Me agacho para cerrar la maleta y veo la bolsa con el regalo para Christian: una maqueta del planeador Blanik L23, para que la construya él. Me voy a echar a llorar otra vez. Ay, no… eran tiempos más felices, cuando aún cabía la esperanza de tener algo más. Saco el regalo de la maleta, consciente de que tengo que dárselo. Arranco una hoja de mi cuaderno, le escribo una nota rápida y se la dejo encima de la caja:
Esto me recordó un tiempo feliz.
Gracias.
Ana
Me miro en el espejo. Veo un fantasma pálido y angustiado. Me recojo el pelo en un moño sin hacer caso de lo hinchados que tengo los ojos de tanto llorar. Mi subconsciente asiente con la cabeza en señal de aprobación. Hasta ella sabe que no es el momento de ponerse criticona. Me cuesta creer que mi mundo se esté derrumbando a mi alrededor, convertido en un montón de cenizas estériles, y que todas mis esperanzas hayan fracasado cruelmente. No, no, no lo pienses. Ahora no, aún no. Inspiro hondo, cojo la maleta y, después de dejar la maqueta del planeador con mi nota encima de su almohada, me dirijo al salón.
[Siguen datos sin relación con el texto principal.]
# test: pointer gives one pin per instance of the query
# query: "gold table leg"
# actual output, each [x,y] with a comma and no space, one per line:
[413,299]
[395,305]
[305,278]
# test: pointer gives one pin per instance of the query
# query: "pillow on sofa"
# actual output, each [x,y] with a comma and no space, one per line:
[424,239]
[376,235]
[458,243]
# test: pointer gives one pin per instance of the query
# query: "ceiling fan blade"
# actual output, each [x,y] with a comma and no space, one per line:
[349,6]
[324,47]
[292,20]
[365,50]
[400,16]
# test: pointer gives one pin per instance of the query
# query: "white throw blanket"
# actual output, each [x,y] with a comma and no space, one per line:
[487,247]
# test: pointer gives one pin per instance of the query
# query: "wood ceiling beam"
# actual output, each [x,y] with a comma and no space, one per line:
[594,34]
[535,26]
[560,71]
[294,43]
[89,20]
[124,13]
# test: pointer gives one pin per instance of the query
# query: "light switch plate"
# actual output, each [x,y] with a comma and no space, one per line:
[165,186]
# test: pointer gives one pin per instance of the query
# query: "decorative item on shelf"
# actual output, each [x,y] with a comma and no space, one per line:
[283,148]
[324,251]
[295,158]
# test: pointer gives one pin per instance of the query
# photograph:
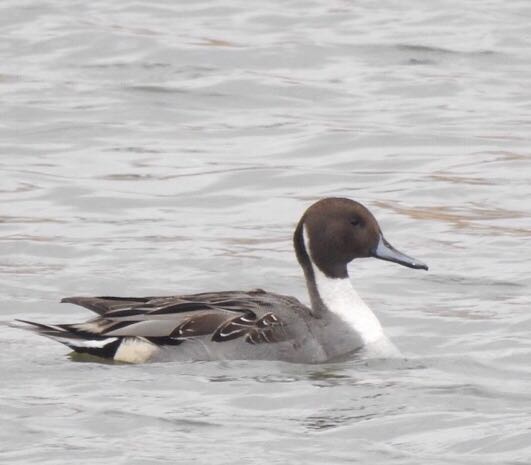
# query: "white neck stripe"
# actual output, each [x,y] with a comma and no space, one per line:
[342,299]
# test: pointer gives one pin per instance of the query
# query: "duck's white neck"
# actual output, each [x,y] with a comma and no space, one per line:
[340,298]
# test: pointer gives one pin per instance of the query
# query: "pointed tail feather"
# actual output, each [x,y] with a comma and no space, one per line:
[99,346]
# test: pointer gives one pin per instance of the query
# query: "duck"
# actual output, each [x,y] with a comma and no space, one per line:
[256,324]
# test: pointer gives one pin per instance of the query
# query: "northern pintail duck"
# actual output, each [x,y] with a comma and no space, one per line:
[254,324]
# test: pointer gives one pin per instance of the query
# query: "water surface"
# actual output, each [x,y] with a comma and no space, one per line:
[157,148]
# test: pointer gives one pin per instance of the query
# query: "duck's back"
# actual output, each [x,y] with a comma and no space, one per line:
[207,326]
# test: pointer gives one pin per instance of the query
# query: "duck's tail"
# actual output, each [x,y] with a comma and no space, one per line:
[81,342]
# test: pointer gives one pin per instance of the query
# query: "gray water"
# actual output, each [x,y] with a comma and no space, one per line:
[164,147]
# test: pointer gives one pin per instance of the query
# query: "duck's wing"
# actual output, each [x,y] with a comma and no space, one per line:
[160,321]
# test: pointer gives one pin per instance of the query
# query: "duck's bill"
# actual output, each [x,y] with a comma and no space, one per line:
[386,251]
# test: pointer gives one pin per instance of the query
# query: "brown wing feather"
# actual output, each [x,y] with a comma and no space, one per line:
[225,316]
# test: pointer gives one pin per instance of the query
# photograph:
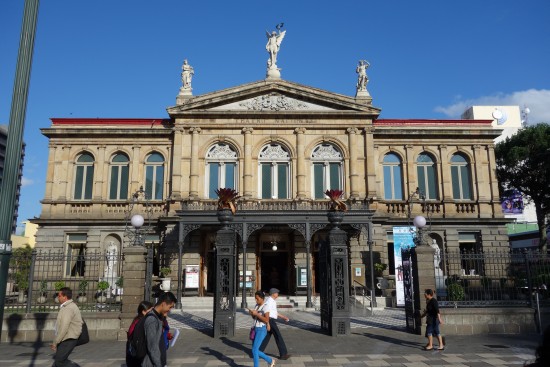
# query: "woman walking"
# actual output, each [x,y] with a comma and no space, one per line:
[261,323]
[143,308]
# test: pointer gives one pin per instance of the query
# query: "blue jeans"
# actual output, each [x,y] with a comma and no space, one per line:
[261,332]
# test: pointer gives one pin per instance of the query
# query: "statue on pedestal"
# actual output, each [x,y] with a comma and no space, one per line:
[362,79]
[274,40]
[187,73]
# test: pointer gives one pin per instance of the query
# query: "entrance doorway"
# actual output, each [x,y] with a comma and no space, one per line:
[275,271]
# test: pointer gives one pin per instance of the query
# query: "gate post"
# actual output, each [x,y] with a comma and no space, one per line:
[224,296]
[134,274]
[424,278]
[335,308]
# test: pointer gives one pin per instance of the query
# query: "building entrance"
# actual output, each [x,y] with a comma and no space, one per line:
[275,271]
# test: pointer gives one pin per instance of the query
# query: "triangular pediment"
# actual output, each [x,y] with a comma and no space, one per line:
[278,96]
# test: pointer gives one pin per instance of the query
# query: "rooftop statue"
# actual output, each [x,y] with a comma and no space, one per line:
[187,73]
[273,46]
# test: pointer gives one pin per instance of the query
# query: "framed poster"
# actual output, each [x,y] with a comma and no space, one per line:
[192,276]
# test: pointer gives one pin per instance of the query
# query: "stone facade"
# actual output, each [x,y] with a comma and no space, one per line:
[284,143]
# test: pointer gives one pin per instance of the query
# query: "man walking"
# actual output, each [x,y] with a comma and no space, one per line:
[67,328]
[153,325]
[271,307]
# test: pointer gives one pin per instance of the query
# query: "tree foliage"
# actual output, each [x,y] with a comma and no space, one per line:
[523,163]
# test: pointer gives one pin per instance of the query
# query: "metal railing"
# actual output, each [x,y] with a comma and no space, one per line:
[493,278]
[360,291]
[35,277]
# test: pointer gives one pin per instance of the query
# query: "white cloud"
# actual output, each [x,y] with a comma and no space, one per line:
[537,100]
[26,182]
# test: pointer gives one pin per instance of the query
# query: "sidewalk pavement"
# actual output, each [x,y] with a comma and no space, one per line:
[366,346]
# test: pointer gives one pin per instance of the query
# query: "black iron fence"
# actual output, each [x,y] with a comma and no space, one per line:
[35,277]
[493,278]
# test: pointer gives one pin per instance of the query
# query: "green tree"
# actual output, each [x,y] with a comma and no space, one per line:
[523,163]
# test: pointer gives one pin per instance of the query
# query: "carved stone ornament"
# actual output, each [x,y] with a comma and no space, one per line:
[274,151]
[273,102]
[222,151]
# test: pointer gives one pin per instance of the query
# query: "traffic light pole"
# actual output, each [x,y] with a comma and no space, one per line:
[12,161]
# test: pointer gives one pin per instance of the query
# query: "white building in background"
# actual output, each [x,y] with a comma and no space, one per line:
[509,119]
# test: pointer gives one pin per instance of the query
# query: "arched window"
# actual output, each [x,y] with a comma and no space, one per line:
[274,175]
[393,178]
[84,177]
[154,176]
[118,188]
[221,169]
[460,175]
[427,179]
[326,170]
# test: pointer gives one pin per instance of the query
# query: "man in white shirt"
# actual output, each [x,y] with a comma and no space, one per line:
[271,307]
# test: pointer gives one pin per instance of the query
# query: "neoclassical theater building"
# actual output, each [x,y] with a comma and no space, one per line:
[281,145]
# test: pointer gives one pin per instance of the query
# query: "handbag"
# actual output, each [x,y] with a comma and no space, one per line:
[84,336]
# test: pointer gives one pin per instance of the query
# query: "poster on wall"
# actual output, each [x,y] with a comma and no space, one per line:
[402,239]
[192,276]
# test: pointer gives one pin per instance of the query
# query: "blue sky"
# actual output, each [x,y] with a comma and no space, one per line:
[429,59]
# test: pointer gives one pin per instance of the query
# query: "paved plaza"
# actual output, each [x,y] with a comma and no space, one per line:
[378,340]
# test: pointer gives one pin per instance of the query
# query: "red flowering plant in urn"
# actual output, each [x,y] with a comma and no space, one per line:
[226,199]
[335,203]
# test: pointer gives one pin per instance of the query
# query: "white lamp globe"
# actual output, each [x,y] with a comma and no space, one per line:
[419,221]
[137,221]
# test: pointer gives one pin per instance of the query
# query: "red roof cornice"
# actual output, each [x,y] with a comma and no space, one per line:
[416,122]
[107,121]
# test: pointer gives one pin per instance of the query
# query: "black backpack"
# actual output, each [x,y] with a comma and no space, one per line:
[138,341]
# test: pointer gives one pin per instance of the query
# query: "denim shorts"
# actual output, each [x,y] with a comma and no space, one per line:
[432,329]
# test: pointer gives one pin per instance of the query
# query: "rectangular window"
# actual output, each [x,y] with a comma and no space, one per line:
[266,181]
[318,181]
[78,182]
[282,181]
[335,176]
[230,175]
[75,264]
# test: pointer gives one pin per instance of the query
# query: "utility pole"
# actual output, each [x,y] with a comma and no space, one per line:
[15,141]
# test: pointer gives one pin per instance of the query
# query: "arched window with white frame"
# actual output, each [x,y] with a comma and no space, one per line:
[326,170]
[427,178]
[221,169]
[118,187]
[461,178]
[393,177]
[154,176]
[274,172]
[84,177]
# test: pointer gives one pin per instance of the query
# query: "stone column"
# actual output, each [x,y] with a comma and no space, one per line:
[133,272]
[176,166]
[353,171]
[99,178]
[224,294]
[50,184]
[335,307]
[194,176]
[301,163]
[370,162]
[247,172]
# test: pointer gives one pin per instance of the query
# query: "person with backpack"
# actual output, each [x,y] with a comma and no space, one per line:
[155,355]
[143,308]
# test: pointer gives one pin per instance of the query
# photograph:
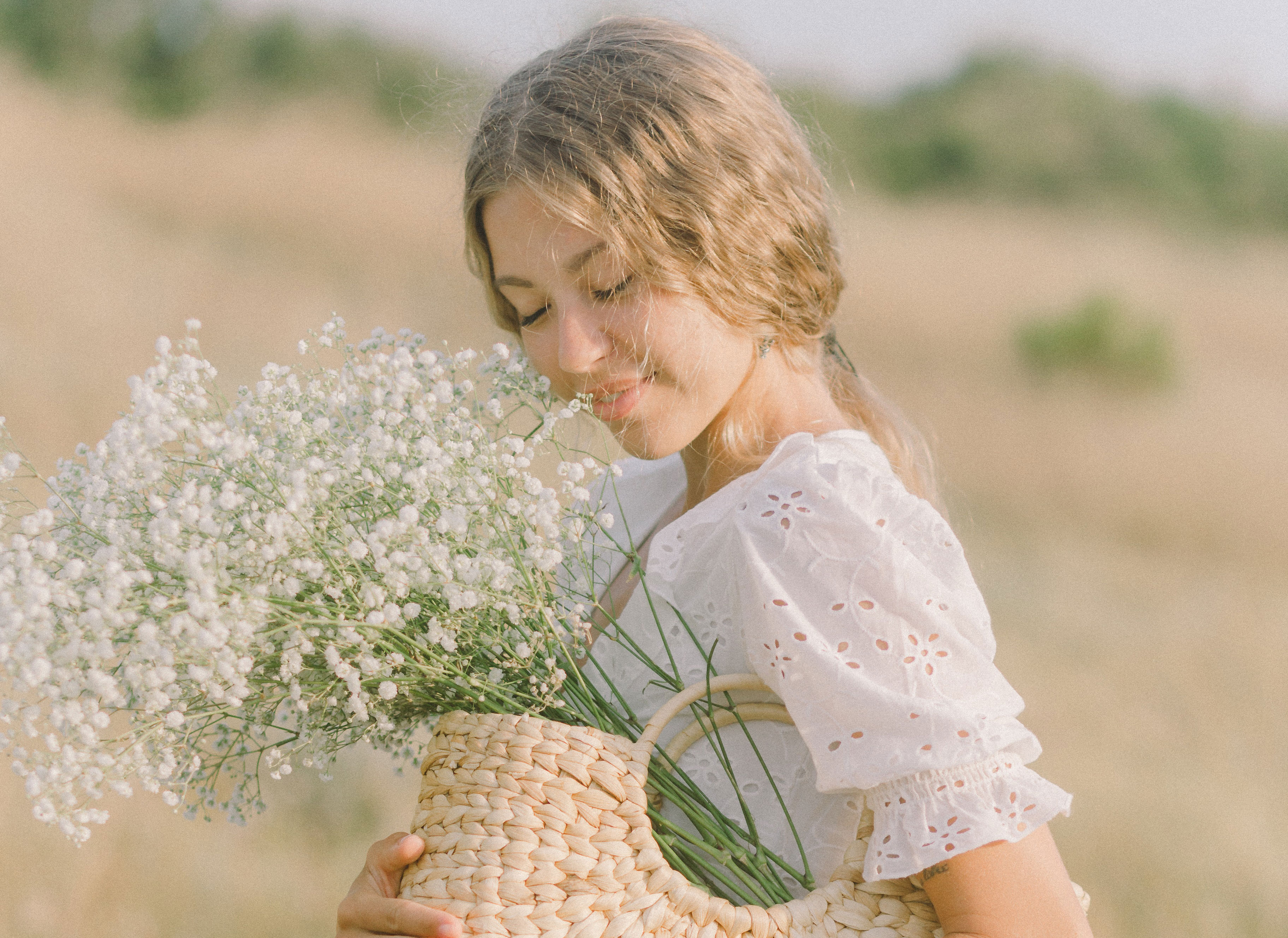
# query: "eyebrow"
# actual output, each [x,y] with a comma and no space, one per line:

Christian está hablando por teléfono. Viste vaqueros negros y una camiseta. Va descalzo.
– ¿Que ha dicho qué? -grita, sobresaltándome-. Pues nos podía haber dicho la puta verdad. Dame su número de teléfono; necesito llamarlo… Welch, esto es una cagada monumental. -Alza la vista y no aparta su mirada oscura y pensativa de mí-. Encontradla -espeta, y cuelga.
Me acerco al sofá y cojo mi mochila, esforzándome por ignorarlo. Saco el Mac, vuelvo a la cocina y lo dejo con cuidado encima de la barra de desayuno, junto con la BlackBerry y las llaves del coche. Cuando me vuelvo me mira fijamente, con expresión atónita y horrorizada.
– Necesito el dinero que le dieron a Taylor por el Escarabajo -digo con voz clara y serena, desprovista de emoción… extraordinaria.
– Ana, yo no quiero esas cosas, son tuyas -dice en tono de incredulidad-. Llévatelas.
– No, Christian. Las acepté a regañadientes, y ya no las quiero.
– Ana, sé razonable -me reprende, incluso ahora.
– No quiero nada que me recuerde a ti. Solo necesito el dinero que le dieron a Taylor por mi coche -repito con voz monótona.
Se me queda mirando.
– ¿Intentas hacerme daño de verdad?
– No. -Lo miro ceñuda. Claro que no…Yo te quiero-. No. Solo intento protegerme -susurro.